1. Neutralisatie van maagzuur :Terwijl de chymus de twaalfvingerige darm binnendringt, wordt de zure omgeving die uit de maag komt geleidelijk geneutraliseerd. De alvleesklier scheidt bicarbonaationen (HCO3-) af, die helpen de pH-waarde te verhogen en een meer alkalische omgeving te creëren die geschikt is voor de enzymen die in de dunne darm functioneren.
2. Uitscheiding van pancreasenzymen :De aanwezigheid van chyme in de twaalfvingerige darm veroorzaakt de afgifte van hormonen zoals cholecystokinine (CCK) en secretine uit de darmcellen. Deze hormonen geven de alvleesklier het signaal om pancreassappen af te scheiden die verschillende spijsverteringsenzymen bevatten. De belangrijkste pancreasenzymen die betrokken zijn bij de vertering van eiwitten, koolhydraten en vetten zijn:
- Trypsine en chymotrypsine:deze enzymen breken eiwitten verder af tot kleinere peptiden.
- Pancreasamylase:dit enzym breekt complexe koolhydraten zoals zetmeel af tot kleinere suikers zoals maltose en dextrine.
- Pancreaslipase:dit enzym breekt triglyceriden (vetten) af in vetzuren en glycerol.

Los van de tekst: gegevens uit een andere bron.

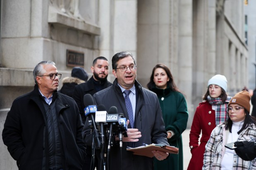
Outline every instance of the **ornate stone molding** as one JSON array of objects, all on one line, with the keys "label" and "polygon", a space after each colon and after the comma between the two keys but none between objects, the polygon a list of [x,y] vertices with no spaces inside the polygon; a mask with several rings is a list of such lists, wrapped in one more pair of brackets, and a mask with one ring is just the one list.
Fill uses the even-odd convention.
[{"label": "ornate stone molding", "polygon": [[99,35],[100,28],[86,21],[80,14],[79,0],[50,0],[48,22]]},{"label": "ornate stone molding", "polygon": [[221,15],[224,13],[224,3],[225,0],[216,0],[216,13],[218,15]]}]

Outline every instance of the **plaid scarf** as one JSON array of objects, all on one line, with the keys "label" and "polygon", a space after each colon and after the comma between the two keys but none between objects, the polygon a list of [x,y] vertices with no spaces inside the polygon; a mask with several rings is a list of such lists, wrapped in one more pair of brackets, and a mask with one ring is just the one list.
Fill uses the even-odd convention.
[{"label": "plaid scarf", "polygon": [[207,96],[207,100],[211,105],[217,105],[215,109],[215,121],[216,126],[224,122],[227,119],[228,116],[227,114],[227,107],[231,99],[230,96],[227,96],[224,103],[222,102],[220,98],[211,98],[210,95]]}]

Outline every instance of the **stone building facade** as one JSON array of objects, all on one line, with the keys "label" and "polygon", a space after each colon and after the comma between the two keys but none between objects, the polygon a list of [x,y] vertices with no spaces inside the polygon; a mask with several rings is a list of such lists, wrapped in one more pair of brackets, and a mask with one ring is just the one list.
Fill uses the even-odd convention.
[{"label": "stone building facade", "polygon": [[[33,88],[35,65],[53,61],[69,76],[70,51],[91,74],[95,58],[111,66],[115,54],[129,51],[144,87],[153,68],[165,64],[186,95],[189,128],[212,76],[227,77],[230,95],[248,83],[243,0],[0,1],[0,132],[13,100]],[[2,140],[0,154],[1,168],[17,169]]]}]

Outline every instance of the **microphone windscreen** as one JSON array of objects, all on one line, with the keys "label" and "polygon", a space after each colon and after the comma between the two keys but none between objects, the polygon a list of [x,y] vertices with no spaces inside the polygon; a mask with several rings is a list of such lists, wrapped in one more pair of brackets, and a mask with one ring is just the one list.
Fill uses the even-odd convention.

3. Emulgering van vetten :De galblaas geeft gal af, wat helpt bij het emulgeren van vetten, waardoor ze beter toegankelijk worden voor de spijsvertering. Gal bevat galzouten die als wasmiddelen werken en grote vetdruppels in kleinere afbreken.
4. Vertering van koolhydraten en eiwitten :De enzymen van de pancreas blijven koolhydraten, eiwitten en vetten afbreken tot nog kleinere moleculen en bereiden ze voor op opname. Koolhydraten worden afgebroken tot eenvoudige suikers (glucose, fructose en galactose), eiwitten worden afgebroken tot aminozuren en vetten worden afgebroken tot vetzuren en glycerol. Deze kleinere moleculen zijn gemakkelijker te absorberen en door de darmwand te transporteren.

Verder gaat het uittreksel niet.